# Install the required packages

In [None]:
%%capture
!pip install transformers sentencepiece

# Load the LoolooOCR model

In [None]:
import torch

device = "cpu"
# Use mps if available
if torch.backends.mps.is_available():
    device = "mps"
elif torch.cuda.is_available():
    device = "cuda"

In [None]:
from transformers import VisionEncoderDecoderModel, TrOCRProcessor

checkpoint_name = "our_closed_source_model"

model = VisionEncoderDecoderModel.from_pretrained(checkpoint_name).to(device)
processor = TrOCRProcessor.from_pretrained(checkpoint_name)

# Load the text detector model

In [None]:
from easyocr import Reader

detector = Reader([])

# Load document

In [None]:
from PIL import Image

image_path = "../datasets/Srisawad Deep Learning/mc_รายการจดทะเบียน_1.jpg"
image = Image.open(image_path).convert("RGB")

display(image)

# Run the text detector
We need to get all the bounding boxes of text before passing it into the recognizer.

In [None]:
from PIL import ImageDraw

drawn_image = image.copy()
draw = ImageDraw.Draw(drawn_image)

batch_regions, _ = detector.detect(image_path)

# Becase we only pass in one image, get the first one.
regions = batch_regions[0]

textboxes = []

# Crop the textbox from the image
for region in regions:
    # Rearrange the region to match the PIL.Image.crop format
    region = [region[0], region[2], region[1], region[3]]

    # Draw the region on the image
    draw.rectangle(region, outline="blue", width=2)

    textbox = image.crop(region)
    textboxes.append(textbox)

display(drawn_image)

Let's display some of the example 

In [None]:
for idx, textbox in enumerate(textboxes):
    if idx >= 3:
        break
    display(textbox)

# Run inference

In [None]:
from tqdm import tqdm

batch_size = 4

# Get divmode
quotient, remainder = divmod(len(textboxes), batch_size)
total_batches = quotient + (1 if remainder > 0 else 0)

predictions = []

for idx in tqdm(range(total_batches), desc="Batch Inferencing"):
    image_batch = textboxes[idx * batch_size : (idx + 1) * batch_size]

    pixel_values = processor(image_batch, return_tensors="pt").pixel_values

    outputs = model.generate(pixel_values.to(device))
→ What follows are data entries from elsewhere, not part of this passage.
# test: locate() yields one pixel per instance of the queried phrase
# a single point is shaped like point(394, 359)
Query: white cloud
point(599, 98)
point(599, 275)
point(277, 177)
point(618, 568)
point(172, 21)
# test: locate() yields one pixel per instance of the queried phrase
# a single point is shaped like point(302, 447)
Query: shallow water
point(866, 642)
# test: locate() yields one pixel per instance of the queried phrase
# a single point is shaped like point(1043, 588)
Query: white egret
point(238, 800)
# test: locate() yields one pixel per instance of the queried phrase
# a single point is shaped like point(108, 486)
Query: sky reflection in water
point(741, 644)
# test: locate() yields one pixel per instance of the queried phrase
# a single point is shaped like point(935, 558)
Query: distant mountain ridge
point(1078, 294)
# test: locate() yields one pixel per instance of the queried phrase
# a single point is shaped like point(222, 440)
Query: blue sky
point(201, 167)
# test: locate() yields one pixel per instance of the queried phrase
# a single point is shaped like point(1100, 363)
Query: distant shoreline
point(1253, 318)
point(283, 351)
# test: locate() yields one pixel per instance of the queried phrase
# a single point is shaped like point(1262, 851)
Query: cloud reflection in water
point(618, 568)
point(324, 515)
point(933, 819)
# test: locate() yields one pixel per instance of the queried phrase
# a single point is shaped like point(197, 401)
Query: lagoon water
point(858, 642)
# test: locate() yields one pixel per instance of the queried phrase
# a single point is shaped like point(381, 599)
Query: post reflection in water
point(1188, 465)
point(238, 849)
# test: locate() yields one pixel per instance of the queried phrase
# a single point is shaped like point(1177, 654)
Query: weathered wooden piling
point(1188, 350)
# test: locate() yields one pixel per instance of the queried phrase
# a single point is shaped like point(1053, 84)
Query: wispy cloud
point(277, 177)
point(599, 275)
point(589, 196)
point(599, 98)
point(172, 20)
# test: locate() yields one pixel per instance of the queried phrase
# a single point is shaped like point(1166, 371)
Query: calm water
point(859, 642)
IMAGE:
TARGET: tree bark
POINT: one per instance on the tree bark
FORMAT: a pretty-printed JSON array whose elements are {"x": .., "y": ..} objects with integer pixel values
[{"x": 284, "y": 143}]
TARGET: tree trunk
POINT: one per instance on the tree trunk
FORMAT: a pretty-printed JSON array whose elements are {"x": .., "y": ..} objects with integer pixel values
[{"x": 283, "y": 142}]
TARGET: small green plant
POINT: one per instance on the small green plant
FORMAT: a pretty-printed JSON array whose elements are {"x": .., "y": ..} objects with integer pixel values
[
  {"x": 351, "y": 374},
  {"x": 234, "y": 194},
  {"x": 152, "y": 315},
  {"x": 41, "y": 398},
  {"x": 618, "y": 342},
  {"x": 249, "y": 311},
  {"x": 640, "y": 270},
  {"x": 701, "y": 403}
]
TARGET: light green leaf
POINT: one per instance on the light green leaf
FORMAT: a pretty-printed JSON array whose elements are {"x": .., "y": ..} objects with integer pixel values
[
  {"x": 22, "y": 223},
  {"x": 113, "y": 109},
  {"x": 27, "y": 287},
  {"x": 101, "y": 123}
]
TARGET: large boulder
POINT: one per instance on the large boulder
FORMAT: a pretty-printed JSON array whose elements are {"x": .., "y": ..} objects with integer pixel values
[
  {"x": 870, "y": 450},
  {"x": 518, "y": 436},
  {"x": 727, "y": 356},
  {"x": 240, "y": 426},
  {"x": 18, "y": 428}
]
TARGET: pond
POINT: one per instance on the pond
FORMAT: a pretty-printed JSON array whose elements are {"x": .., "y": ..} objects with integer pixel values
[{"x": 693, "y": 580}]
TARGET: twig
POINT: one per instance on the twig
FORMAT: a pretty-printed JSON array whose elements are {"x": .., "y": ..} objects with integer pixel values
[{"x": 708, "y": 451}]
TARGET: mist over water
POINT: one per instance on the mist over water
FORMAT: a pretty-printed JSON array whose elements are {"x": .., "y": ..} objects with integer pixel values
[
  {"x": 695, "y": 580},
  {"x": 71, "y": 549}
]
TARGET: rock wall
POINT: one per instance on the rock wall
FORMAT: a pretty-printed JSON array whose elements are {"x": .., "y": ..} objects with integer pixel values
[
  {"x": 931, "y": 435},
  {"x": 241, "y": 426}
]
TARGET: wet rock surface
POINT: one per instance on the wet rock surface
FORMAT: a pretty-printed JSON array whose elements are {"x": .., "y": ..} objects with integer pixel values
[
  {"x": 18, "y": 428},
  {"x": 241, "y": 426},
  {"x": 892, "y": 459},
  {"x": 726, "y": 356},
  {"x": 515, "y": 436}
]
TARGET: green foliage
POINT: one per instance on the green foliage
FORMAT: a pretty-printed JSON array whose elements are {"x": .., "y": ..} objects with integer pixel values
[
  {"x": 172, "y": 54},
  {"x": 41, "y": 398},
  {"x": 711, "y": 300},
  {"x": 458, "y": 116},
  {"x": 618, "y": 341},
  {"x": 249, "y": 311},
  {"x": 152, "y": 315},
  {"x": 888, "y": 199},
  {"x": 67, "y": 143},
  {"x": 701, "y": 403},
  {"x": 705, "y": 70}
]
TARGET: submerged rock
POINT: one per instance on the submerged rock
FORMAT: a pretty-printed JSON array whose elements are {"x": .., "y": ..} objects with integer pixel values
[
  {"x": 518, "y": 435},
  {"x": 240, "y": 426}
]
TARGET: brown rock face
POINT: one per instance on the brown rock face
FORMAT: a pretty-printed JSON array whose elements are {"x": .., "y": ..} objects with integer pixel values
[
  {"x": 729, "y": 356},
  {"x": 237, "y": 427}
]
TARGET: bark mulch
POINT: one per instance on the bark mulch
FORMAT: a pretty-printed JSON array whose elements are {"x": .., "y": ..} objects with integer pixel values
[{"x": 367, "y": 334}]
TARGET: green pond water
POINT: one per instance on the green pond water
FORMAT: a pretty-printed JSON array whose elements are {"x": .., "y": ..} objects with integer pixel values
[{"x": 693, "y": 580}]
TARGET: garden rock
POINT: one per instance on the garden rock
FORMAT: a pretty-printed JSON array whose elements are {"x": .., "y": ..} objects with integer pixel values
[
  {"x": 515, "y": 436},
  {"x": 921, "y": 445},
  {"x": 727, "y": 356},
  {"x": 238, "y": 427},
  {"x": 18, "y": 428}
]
    # Decode the prediction
    batch_predictions = processor.batch_decode(outputs, skip_special_tokens=True)
    predictions.extend(batch_predictions)

In [None]:
from PIL import ImageDraw, ImageFont

FONT = ImageFont.truetype("../assets/THSarabun.ttf", 20)
label_offset = 20

drawn_image = image.copy()
draw = ImageDraw.Draw(drawn_image)

for region, prediction in zip(regions, predictions):
    region = [region[0], region[2], region[1], region[3]]
    draw.rectangle(region, outline="blue", width=2)
    draw.text((region[0], region[1] - label_offset), prediction, fill="red", font=FONT)

display(drawn_image)